Eccoli, i nostri due eroi, nella redazione di quello che uno si immagina sia un grande giornale, in una giornata di sole tra allergie e anomalie. Parlano di concertazione, rifondazione e infine del caso Calipari, come si usa di questi tempi in un qualunque hard discount.

DIALOGO
Ma lo conosci quel tizio che ha svelato il testo integrale degli americani?, chiede lei buttando un occhio a Dagospia e l’altro all’Herald Tribune.
Lui: cazzo!
Cazzo cosa? protesta lei alla lady Diana.
Cazzo se lo conosco. È quel pirlone trentenne di Macchianera, sai…
Macchianera?
Vabbé. È quello tutto ciccia e brufoli che ha fondato Clarence… e che poi ha fatto un pacco di grana rivendendoselo…
Clarence???, strabuzza ‘a vecchia con orrido gorgheggio.

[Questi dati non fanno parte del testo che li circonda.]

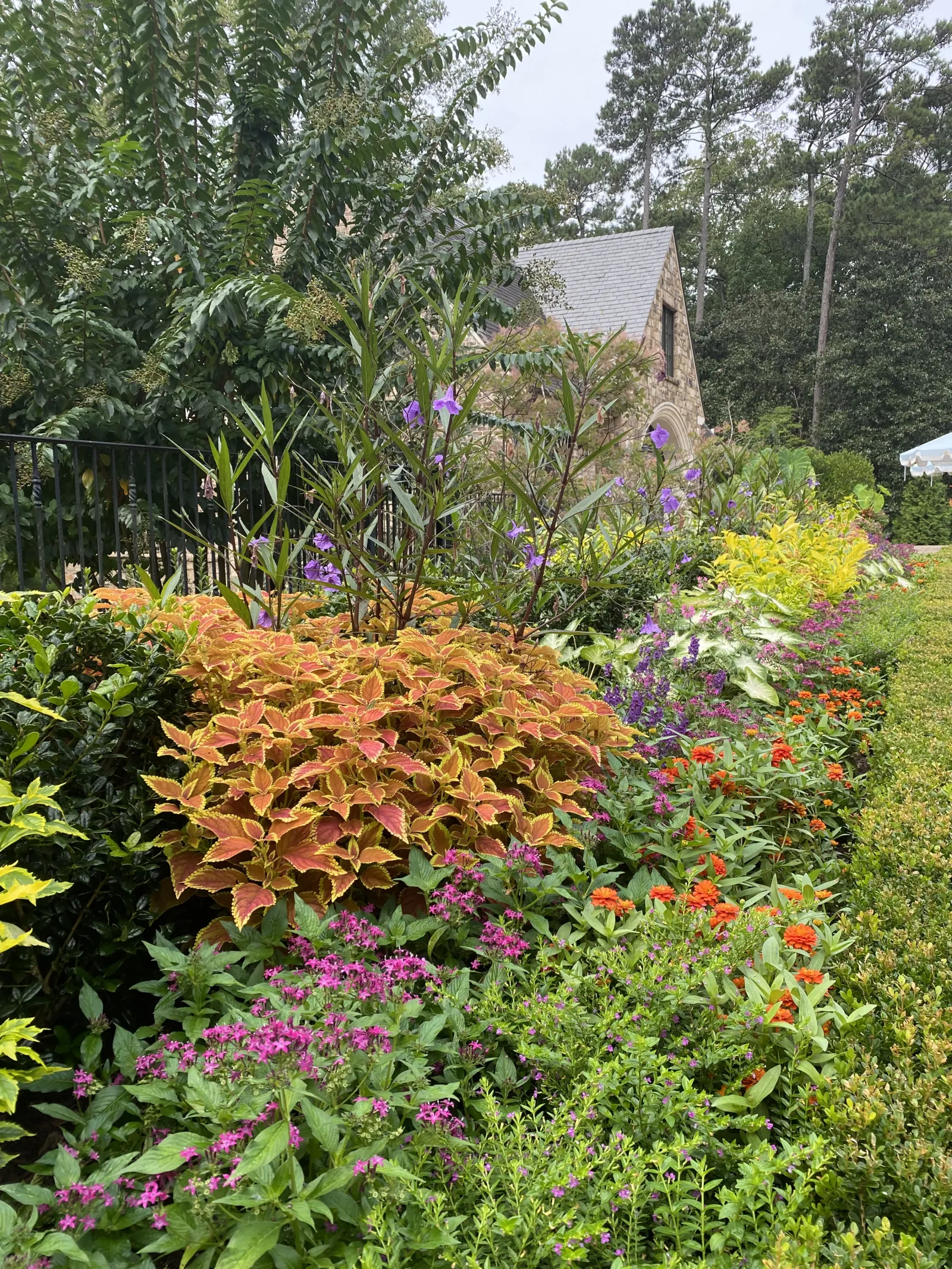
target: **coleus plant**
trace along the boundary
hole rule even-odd
[[[207,714],[165,725],[183,779],[146,780],[184,817],[159,839],[176,896],[230,898],[239,929],[289,891],[321,909],[358,883],[387,890],[411,846],[439,863],[513,838],[571,845],[589,815],[581,782],[631,745],[548,648],[446,617],[371,643],[343,634],[345,619],[211,626],[187,648],[179,673]],[[204,937],[225,933],[216,921]]]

Insomma, è quella testa di cazzo che scrive le puttanate dei due di Camera Café, sai…
Camera Cafè???
Comunque: uno in gamba, credimi, che gioca alle radio libere come noi ai tempi di radio popolare, quando ancora non affogava di pubblicità e computer.
In che senso?
Beh. Lascia perdere. Andiamo al sodo. Ti dico solo che il buzzicone ha fatto tutto con un copia incolla. Ma ti rendi conto?
In che senso copia e incolla????
Nel senso, ha pensato il paccuto veterogiovane, che se qui non si chiude tutto e non si assumono venti ragazzi si va presto affanculo.